Why is my training bottlenecked on CPU?

[Edit: Sorry if my question is just a variation on the question: why are hand-implemented RNNs so slow – which has been asked already before. However, the thing that I don’t understand is that if the answer to that question is that kernel launches take a long time, why is my CPU pegged at 100% and a faster CPU core gives better performance?]

I have a model (made up of a hand-implemented LSTM and a three-layer convnet) that achieves GPU utilization of only around (very roughly) 50% when training. There is always one core pegged at 100%, and the model trains slower on a machine with a slower CPU and faster GPU than on a machine with a faster CPU and slower GPU. I can change the LSTM from using 1024 units to 2048 units, and the model only trains about 20% slower.

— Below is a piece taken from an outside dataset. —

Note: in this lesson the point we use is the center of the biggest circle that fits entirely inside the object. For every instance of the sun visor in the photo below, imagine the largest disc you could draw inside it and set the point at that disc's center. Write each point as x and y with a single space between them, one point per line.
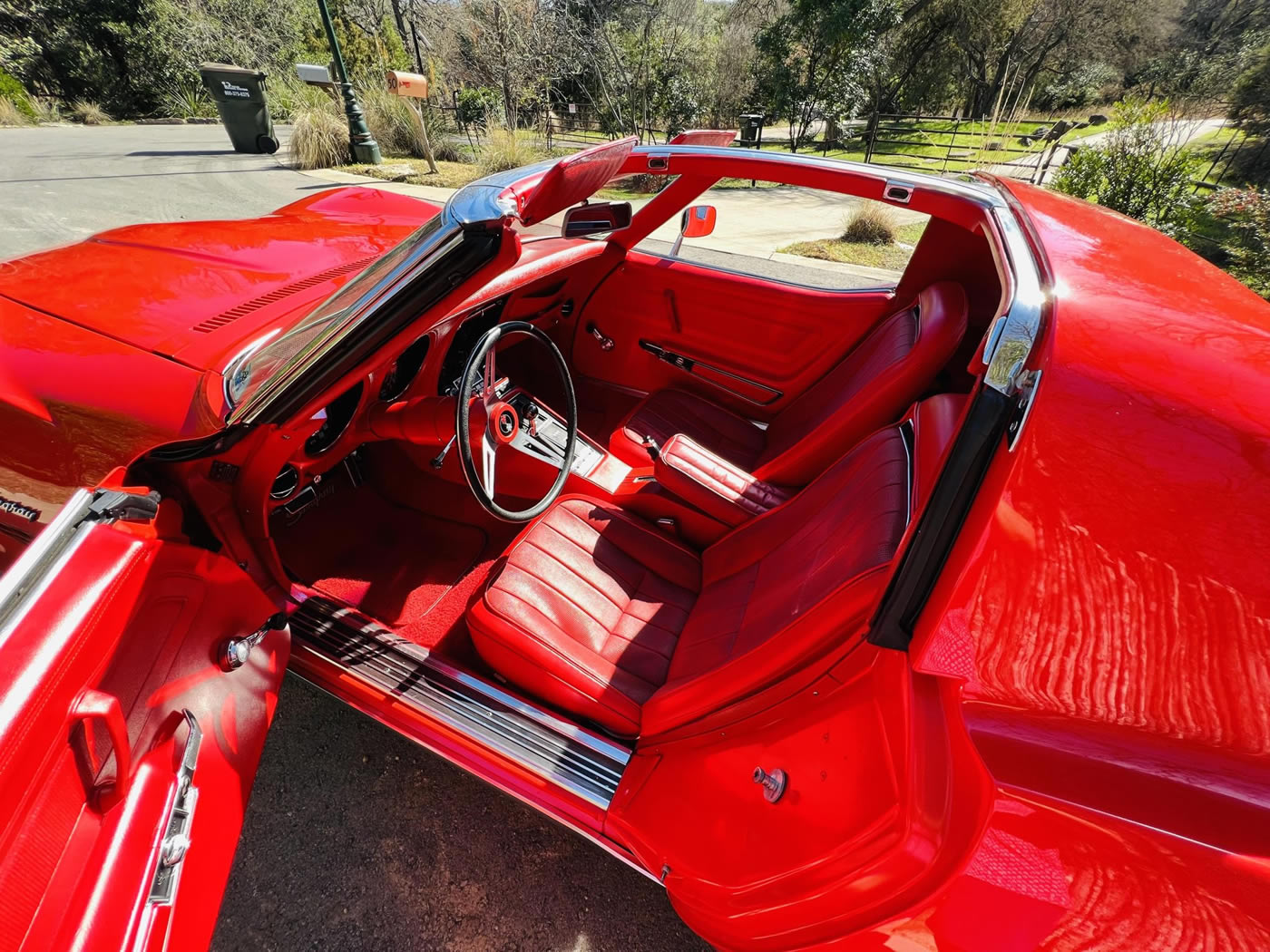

I have tried profiling the model using cProfile (and I also profiled an earlier version with the line profiler), but nothing jumps out at me as out of the ordinary. It seems to spend roughly half of its time in the forward pass and half of its time in the backwards pass. I am not doing any significant preprocessing or transferring large quantities of data between the CPU and GPU (at least not intentionally). The python process uses 22GB of virtual memory, but there is only about 2GB resident, and the system seems to have plenty of free memory. The hard disk is mostly idle. My best guess is that maybe I am doing some things that take a lot of computation and have to execute on the CPU, but it is not clear to me what these things would be. Or possibly there is kernel launch overhead or CPU-GPU latency that is adding up, but in that case I am not sure why faster single core performance would help.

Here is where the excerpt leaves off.